The widely followed S&P 500 <.SPX> stock index rose as much as 0.57 percent on Tuesday to 2,873.23, putting it above its previous record high of 2,872.87 on Jan. 26, although it failed to close above that high.
Closing above the January record would mean that the benchmark index ended a correction on Feb. 8, according to some investors.
Bolstered by quarterly earnings reports and a rise in stock buybacks, the S&P 500 has gained over 2 percent in the past month.
Confirmation that the bull run remains alive comes on the day the S&P 500 matches its longest rally in history, 3,452 days between November 1990 and March 2000, according to S&P Dow Jones indices. On Wednesday, it could claim the title of longest ever.
Following its January high, the S&P 500 slumped 10.2 percent over two weeks, just meeting many investors’ definition of a market correction and raising fears that nearly a decade of gains on Wall Street might be over.
Since then, Wall Street has splintered: Small caps have soared thanks to deep corporate tax cuts, while companies exposed to global trade have underperformed, with some investors worried about U.S. President Donald Trump’s feud with China and other trading partners over import tariffs.

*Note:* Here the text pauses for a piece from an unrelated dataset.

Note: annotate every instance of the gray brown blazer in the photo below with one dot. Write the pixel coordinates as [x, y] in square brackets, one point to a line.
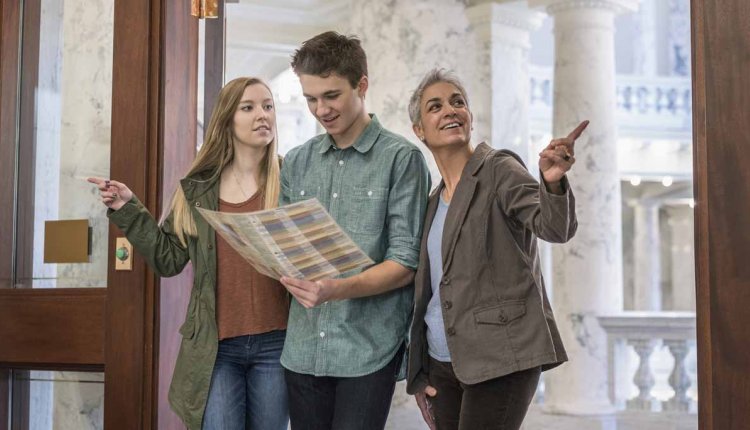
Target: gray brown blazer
[497, 316]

After steep drops in February and March, the S&P 500 inched slowly back toward record highs as sweeping tax cuts sent earnings sharply higher and provided cash for companies to buy back more of their shares and invest in new capital.
Nearly 80 percent of S&P 500 companies reported June-quarter earnings per share above Wall Street’s estimates, compared with a 64 percent beat rate in a typical year, according to Thomson Reuters I/B/E/S.
The S&P 500 is outperforming other major indexes globally for the year since May, and has not looked back. It ended Tuesday up 0.21 percent at 2,862.96, helped by consumer discretionary companies.
Fueled by Amazon, Microsoft Corp <MSFT.O>, Alphabet and other high-growth tech and consumer stocks, the Nasdaq has surged 14 percent in 2018, far outperforming the S&P 500’s 7 percent rise.
“A lot of it is earnings,” said Liz Young, senior investment strategist at BNY Mellon Investment Management in New York. “The technology stocks continue to drive things. We’ve waited for that theme to go away but it hasn’t.”
The Russell 2000 index <.RUT> of small companies hit its own record highs on Tuesday, while the S&P 500 materials sector <.SPLRCM> this year has lost 2 percent.
The S&P 500 has been trending higher since early 2009, providing a gain of over 300 percent for investors who stayed on for the entire ride.
Some investors worry that the market is at risk of a sell-off if the few top-shelf stocks that have driven it higher in recent years lose steam.
“One of the areas of concern is that there’s still a relatively narrow breadth in the market in terms of leadership. So you want to take that into account,” said Oliver Pursche, chief executive of Bruderman Brothers in New York.